Kate shrugged, implying
say no more
.

The delicious meal was spoilt, leaving Thea confused and sad. Somehow it felt like her fault, as if by her very character she had failed or transgressed. She was the wrong person in the wrong place. A wave of loneliness surged through her, perversely strengthened by the realisation that she had been invited to the farm not through pure altruism but because Kate and her father wanted to make her aware of their opinion of her.

But the old man had said scarcely anything. He had winked at her, and hinted at sympathy. She looked to him now for succour.

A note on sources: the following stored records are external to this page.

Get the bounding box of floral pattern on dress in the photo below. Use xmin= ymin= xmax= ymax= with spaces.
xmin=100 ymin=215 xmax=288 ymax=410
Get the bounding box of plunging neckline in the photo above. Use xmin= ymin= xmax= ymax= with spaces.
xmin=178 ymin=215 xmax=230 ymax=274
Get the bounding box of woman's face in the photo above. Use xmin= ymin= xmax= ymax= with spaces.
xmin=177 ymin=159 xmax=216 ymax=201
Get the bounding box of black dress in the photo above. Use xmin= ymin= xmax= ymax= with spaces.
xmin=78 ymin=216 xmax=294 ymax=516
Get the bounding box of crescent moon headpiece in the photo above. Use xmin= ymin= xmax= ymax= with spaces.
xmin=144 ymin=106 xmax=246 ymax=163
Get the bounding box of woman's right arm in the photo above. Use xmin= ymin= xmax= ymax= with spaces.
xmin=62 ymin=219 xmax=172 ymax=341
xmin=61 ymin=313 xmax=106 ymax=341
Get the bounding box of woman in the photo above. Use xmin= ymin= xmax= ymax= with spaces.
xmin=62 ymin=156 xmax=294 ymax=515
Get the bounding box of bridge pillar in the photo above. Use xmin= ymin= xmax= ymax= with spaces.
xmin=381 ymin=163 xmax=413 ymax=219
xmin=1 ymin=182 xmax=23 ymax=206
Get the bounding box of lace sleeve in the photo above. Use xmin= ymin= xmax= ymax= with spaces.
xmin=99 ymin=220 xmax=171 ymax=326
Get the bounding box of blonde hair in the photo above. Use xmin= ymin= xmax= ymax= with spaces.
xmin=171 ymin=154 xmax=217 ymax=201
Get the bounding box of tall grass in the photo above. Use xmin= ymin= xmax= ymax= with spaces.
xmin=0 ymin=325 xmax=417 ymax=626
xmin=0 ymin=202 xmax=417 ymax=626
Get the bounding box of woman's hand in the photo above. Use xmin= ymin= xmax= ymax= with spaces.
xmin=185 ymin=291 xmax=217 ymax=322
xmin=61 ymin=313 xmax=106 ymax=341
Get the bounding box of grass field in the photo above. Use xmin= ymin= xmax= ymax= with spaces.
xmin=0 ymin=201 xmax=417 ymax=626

‘Kafka’s right,’ he said. ‘I read those books in my twenties, and made sure Kate read them, too, when she was old enough. Better than
1984
or
Brave New World
for telling you what you’re up against.’

Twenty minutes earlier, Thea would have been delighted by this display of erudition in people she had been inclined to dismiss as peasants. Now it began to feel as if she’d blundered into something out of Kafka herself, or possibly Pinter.

‘Why are you so angry with me?’ she found the courage to ask, after a silence in which Kate cleared away the plates, and brought in a large apple crumble.

‘You didn’t know George,’ came the oblique reply. ‘Couldn’t find a nicer man anywhere.’

‘He could have told you all about Kafka,’ added Granfer Jack, with a grunt that might have been born of rage or sadness or both. ‘Out to get him, they were, from the first day he moved here.’

‘And you let him live in your cottage,’ Thea belatedly remembered.

‘Least we could do,’ said the old man. ‘And much good did it bring him.’ He shook his head, and this time there was no mistaking the sadness.

He took her back to the barn afterwards, the ice thicker underfoot, and his supporting arm even more necessary. She had demurred, conscious that he had been ill and would have to wrap himself up before venturing out. ‘There’s a moon,’ she reminded him. ‘I can see the way very well.’

‘Best make sure you’re safe,’ he insisted. ‘After all, there’s a murderer about, so they say.’

At the door, he gave her a fatherly pat, and said, ‘You mustn’t mind Kate too much. She speaks as she finds, always did. Don’t give her any more thought.’

The kindness was almost worse than the
sniping had been. ‘Thanks,’ she choked. ‘I’ll try.’ Then she hurried into the barn, where her faithful spaniel would greet her with uncomplicated love, that carried no hint of the character defects she was suddenly all too aware of.

It was still only quarter past nine. The empty house seemed to pulse all around her, too big for one woman, too far from any sociable human sounds. She turned on the television, desperate for distraction, but the programmes all seemed to be either crime thrillers, fatuous competitions or gardening. None did anything to divert her from the increasingly dark mood of self-dislike.

Because it was all true. Kate had seen through her mask to the mess that lay beneath. She had somehow discovered that she, Thea Osborne, was a useless mother, a selfish bitchy lover, a nosy interfering house-sitter. She was fit only for the company of animals, and was clearly destined to pass her days alone and unloved.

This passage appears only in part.